The US has transitioned from the anchor of the rules-based order to its chief volatile wildcard. In a historic shift for this index, the United States has broken away from its rich-country peers to become a primary driver of global impunity. Plummeting six places to 117th in the rankings, the second Trump administration’s “political revolution” has actively normalized the erosion of systemic checks. The real danger here isn’t just domestic overreach; it’s “copycat impunity.” When Washington signals that international law, treaties, and domestic norms are merely optional inconveniences, real and would-be autocrats worldwide treat it as a green light to drop their own constraints.

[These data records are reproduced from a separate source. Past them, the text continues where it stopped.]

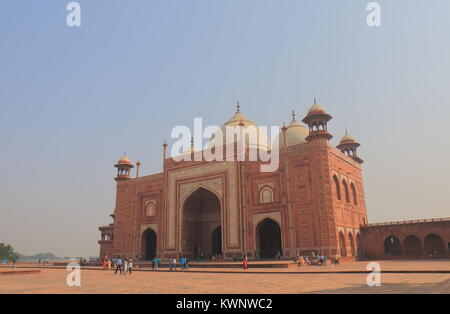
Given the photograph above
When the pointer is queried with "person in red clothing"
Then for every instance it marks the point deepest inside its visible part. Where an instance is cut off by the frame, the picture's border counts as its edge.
(104, 262)
(245, 261)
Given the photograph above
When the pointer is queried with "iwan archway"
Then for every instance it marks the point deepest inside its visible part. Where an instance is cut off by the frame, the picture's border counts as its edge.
(149, 244)
(268, 239)
(200, 225)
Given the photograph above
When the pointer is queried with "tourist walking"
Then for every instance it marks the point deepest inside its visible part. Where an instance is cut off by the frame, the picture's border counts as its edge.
(182, 262)
(125, 266)
(130, 266)
(119, 266)
(155, 263)
(336, 260)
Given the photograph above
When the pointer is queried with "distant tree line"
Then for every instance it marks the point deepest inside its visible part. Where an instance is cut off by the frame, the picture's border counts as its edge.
(7, 252)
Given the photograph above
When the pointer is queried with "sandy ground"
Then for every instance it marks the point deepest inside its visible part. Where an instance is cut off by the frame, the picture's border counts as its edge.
(260, 281)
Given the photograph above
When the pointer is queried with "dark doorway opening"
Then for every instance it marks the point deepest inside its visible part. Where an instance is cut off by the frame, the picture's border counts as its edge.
(268, 236)
(413, 246)
(434, 246)
(201, 215)
(392, 246)
(216, 247)
(149, 244)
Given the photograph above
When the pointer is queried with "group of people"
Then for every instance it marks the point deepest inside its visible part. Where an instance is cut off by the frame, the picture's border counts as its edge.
(122, 265)
(217, 258)
(184, 263)
(318, 260)
(43, 261)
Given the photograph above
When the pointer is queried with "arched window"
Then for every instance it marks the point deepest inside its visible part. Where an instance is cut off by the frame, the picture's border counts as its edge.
(392, 246)
(352, 244)
(354, 194)
(347, 196)
(337, 187)
(434, 245)
(342, 244)
(266, 195)
(150, 209)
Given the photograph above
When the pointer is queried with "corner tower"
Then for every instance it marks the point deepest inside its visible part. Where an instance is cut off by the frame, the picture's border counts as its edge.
(348, 145)
(317, 120)
(123, 166)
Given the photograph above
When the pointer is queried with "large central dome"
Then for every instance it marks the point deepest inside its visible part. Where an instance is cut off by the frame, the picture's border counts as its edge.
(240, 120)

The structural erasure of USAID is a massive geopolitical unforced error. The most devastating policy decision highlighted in the data is the wholesale dismantling of the US foreign aid networks. Under the banner of the Department of Government Efficiency, the US axed 86% of USAID awards, a $27.7 billion retrenchment that effectively shuttered the agency. This wasn’t about cutting fat. It systematically liquidated the global network of local anti-corruption watchdogs, legal aid agencies, independent media outlets, democracy promoting groups, public health efforts, and more that help battle impunity. By dismantling this accountability infrastructure, Washington didn’t save money—it left a massive institutional vacuum that America’s geopolitical adversaries are already moving to exploit.